A 32 cm -diameter conducting sphere is charged to 530 V relative to V=0 at r=∞?
In the outer points to a charged sphere the electric field behaves as if all the load were at the center of the sphere, so that the surface potential can be expressed as the potential created by an electrical charge Q at a distance r, equal to the radius of the sphere.

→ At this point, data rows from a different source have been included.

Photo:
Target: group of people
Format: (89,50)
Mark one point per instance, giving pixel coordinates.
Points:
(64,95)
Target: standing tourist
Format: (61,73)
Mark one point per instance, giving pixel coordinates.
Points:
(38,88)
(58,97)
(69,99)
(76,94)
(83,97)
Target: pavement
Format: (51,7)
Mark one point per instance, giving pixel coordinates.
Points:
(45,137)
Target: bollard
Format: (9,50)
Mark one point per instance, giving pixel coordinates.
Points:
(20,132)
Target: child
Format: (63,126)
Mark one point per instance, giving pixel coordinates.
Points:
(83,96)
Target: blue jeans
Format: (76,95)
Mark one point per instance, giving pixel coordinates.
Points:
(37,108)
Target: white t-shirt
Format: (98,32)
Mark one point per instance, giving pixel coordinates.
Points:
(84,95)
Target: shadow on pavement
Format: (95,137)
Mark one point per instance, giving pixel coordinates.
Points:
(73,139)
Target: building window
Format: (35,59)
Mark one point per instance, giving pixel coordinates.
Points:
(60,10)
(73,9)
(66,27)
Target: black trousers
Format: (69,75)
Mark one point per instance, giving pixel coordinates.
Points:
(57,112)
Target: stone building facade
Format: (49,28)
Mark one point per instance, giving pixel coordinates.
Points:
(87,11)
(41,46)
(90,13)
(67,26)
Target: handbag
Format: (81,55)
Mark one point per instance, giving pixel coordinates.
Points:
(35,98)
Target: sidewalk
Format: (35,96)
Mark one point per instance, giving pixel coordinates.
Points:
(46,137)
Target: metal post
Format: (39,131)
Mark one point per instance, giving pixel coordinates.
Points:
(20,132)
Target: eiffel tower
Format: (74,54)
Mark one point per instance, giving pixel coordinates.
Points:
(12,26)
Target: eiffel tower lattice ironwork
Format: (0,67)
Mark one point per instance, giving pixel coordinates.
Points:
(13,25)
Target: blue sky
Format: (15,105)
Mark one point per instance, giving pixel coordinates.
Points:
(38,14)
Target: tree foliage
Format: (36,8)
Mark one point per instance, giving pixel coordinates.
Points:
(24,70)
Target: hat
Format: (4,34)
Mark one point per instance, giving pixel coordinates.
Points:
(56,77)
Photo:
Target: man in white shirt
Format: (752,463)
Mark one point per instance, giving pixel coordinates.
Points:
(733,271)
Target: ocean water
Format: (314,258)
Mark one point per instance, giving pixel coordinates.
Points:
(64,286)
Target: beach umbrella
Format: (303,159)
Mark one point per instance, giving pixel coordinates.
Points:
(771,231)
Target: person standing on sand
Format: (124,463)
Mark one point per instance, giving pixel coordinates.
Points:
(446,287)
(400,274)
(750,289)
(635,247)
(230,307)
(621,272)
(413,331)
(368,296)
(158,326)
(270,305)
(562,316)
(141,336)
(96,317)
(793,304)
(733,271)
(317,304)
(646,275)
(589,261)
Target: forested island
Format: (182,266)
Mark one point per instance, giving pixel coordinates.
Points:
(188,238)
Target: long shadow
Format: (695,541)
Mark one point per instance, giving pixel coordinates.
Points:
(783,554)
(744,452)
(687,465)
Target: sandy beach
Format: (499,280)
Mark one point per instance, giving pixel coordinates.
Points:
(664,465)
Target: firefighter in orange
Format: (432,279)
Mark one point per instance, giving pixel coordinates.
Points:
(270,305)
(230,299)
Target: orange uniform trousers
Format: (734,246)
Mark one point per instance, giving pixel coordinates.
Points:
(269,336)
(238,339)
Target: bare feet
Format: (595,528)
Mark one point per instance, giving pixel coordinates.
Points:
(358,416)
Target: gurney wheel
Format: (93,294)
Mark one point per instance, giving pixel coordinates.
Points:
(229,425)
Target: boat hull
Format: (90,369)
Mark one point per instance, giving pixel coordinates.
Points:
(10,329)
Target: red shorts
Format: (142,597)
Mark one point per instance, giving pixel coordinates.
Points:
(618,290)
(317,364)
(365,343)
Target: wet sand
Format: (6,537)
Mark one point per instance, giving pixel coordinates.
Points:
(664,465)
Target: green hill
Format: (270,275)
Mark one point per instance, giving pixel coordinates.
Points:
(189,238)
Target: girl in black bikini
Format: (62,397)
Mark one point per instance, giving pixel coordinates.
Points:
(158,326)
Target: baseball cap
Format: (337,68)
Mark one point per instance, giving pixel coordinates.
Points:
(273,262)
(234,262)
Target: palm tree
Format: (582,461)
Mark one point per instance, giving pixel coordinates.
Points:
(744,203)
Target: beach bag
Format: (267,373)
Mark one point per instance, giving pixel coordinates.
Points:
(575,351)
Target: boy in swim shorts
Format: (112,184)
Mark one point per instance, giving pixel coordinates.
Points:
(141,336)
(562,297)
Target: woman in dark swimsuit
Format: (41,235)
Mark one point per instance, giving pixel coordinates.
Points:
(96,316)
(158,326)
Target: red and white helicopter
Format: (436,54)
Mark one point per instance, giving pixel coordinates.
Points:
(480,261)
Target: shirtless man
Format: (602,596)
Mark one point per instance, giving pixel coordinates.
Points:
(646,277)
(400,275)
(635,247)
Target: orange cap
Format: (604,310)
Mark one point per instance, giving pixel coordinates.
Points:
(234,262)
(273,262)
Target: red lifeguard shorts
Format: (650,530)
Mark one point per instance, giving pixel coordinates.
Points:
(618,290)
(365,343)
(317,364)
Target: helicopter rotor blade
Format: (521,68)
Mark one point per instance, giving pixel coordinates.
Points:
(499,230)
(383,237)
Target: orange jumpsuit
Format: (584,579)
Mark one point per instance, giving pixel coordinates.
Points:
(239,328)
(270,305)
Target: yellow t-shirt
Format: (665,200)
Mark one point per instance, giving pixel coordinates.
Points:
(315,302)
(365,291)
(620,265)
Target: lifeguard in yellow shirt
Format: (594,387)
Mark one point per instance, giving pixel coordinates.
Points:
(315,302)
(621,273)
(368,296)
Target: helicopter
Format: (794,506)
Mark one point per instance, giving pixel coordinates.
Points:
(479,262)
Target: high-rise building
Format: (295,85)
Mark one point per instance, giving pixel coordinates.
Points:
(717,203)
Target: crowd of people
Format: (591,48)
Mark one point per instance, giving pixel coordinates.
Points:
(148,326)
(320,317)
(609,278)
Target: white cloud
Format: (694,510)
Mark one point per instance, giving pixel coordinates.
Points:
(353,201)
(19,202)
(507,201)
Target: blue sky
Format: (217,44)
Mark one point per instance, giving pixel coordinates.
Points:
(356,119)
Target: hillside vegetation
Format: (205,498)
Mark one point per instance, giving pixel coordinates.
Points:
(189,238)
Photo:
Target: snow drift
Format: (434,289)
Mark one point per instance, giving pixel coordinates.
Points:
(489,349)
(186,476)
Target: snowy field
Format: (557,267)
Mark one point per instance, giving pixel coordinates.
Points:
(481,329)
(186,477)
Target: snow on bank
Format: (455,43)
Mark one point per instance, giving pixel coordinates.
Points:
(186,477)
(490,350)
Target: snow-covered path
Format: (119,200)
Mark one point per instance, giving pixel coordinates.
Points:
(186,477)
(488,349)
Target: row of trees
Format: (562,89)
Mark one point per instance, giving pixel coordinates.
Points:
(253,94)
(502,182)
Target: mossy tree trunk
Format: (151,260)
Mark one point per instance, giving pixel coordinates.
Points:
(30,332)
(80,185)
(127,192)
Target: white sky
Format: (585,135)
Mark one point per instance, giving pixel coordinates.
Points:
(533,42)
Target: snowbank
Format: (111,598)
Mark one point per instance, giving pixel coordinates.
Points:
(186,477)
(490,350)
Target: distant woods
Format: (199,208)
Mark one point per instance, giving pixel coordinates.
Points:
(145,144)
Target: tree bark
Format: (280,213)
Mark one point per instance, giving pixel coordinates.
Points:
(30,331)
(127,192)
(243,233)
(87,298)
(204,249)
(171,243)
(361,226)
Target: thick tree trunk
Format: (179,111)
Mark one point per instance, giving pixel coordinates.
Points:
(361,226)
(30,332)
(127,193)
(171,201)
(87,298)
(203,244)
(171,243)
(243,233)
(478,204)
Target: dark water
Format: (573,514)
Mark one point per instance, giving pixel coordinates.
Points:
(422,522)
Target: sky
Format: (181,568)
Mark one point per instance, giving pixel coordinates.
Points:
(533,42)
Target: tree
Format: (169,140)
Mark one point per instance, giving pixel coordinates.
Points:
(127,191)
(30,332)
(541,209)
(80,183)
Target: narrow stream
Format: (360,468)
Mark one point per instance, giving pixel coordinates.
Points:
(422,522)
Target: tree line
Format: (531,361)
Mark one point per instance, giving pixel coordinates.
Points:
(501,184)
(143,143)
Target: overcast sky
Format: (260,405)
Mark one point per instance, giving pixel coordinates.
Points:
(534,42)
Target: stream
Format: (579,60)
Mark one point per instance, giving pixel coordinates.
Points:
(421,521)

The potential of a particle has the following expression:
V = Q/4πԐ0r (1)
Q, is the electric charge.
Ԑ0, is the electric permittivity of vacuum.
r, is the distance
The electric charge Q is equal to the charge density σ, multiplied by the surface of the sphere:
Q = σ*S = σ*(4πr^2)
Substituting into the potential equation, we have:
V = (σ*4πr^2)/4πԐ0r = σ*r/Ԑ0
σ = V*Ԑ0/r = (530)(8.854*10^-12)/(0.16)
σ = 2.93*10^-8 C/m^2
With the charge density, we can calculate the electric charge:
Q = σ*S = σ(4πr^2) = (2.93*10^-8)(12.56)(0.0256)
Q = 9.42*10^-9 C
Applying the equation (1)
r = Q/4πԐ0V = (9.42*10^-9)/(12.56)(8.854*10^-12)(21)
r = 4.03 m
r = 4.03 m, from the center of the sphere.